Site Reliability Engineering (SRE) at Google combines software and systems engineering to build and run large-scale, massively distributed, fault-tolerant systems. As an Engineering Manager in the SRE team, you'll lead a team responsible for ensuring Google's services maintain reliability and appropriate uptime while managing complex challenges unique to Google's scale. The role involves optimizing existing systems, building infrastructure, and automating processes.
The position requires strong technical leadership skills to manage and mentor a team of Software/Systems Engineers, while being directly responsible for service uptime and performance. You'll work on critical infrastructure that powers Google's vast product portfolio, from data centers to next-generation platforms.

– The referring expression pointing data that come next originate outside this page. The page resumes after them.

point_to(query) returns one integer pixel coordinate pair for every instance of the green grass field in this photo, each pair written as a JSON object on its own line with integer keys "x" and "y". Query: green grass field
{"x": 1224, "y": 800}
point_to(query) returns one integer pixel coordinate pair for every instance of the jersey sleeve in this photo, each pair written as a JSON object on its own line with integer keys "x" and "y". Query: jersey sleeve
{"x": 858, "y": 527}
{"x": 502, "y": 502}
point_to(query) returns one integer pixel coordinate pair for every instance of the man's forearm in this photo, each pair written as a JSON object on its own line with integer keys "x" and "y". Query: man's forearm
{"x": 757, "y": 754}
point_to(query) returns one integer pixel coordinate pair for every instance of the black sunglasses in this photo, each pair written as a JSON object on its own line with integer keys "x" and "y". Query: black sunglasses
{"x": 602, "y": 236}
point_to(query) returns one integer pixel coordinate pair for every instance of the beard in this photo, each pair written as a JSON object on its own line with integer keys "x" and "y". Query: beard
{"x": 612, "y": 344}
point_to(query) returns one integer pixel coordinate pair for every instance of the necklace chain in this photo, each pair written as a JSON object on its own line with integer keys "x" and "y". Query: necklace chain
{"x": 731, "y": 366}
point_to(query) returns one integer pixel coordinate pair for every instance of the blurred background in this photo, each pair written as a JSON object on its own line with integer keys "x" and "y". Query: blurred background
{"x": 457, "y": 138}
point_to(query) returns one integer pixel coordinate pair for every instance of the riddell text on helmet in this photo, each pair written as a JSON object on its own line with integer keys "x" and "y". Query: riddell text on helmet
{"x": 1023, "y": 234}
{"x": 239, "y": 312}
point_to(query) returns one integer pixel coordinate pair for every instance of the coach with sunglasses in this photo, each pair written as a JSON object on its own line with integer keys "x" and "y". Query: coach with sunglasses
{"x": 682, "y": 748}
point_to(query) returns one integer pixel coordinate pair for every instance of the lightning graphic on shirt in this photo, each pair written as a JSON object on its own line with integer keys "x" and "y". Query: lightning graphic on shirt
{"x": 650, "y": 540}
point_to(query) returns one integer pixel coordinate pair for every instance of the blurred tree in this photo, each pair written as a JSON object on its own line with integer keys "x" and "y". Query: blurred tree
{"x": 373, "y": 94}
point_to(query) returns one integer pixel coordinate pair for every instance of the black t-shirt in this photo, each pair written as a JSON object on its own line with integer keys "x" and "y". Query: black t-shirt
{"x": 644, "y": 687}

The role offers the opportunity to work in a culture that values diversity, intellectual curiosity, and problem-solving. You'll be part of an organization that brings together people with varied backgrounds and perspectives, encouraging collaboration and innovation in a blame-free environment. The position provides both the autonomy to work on meaningful projects and the support structure needed for professional growth.
Key aspects include managing on-call rotations across continents, building automation to prevent problem recurrence, and leading technical projects that improve service availability, scalability, and efficiency. The role combines technical expertise with people management, requiring both strong engineering skills and leadership capabilities.
This is an excellent opportunity for experienced engineers looking to step into a leadership role while remaining technically hands-on, working with cutting-edge technology at massive scale.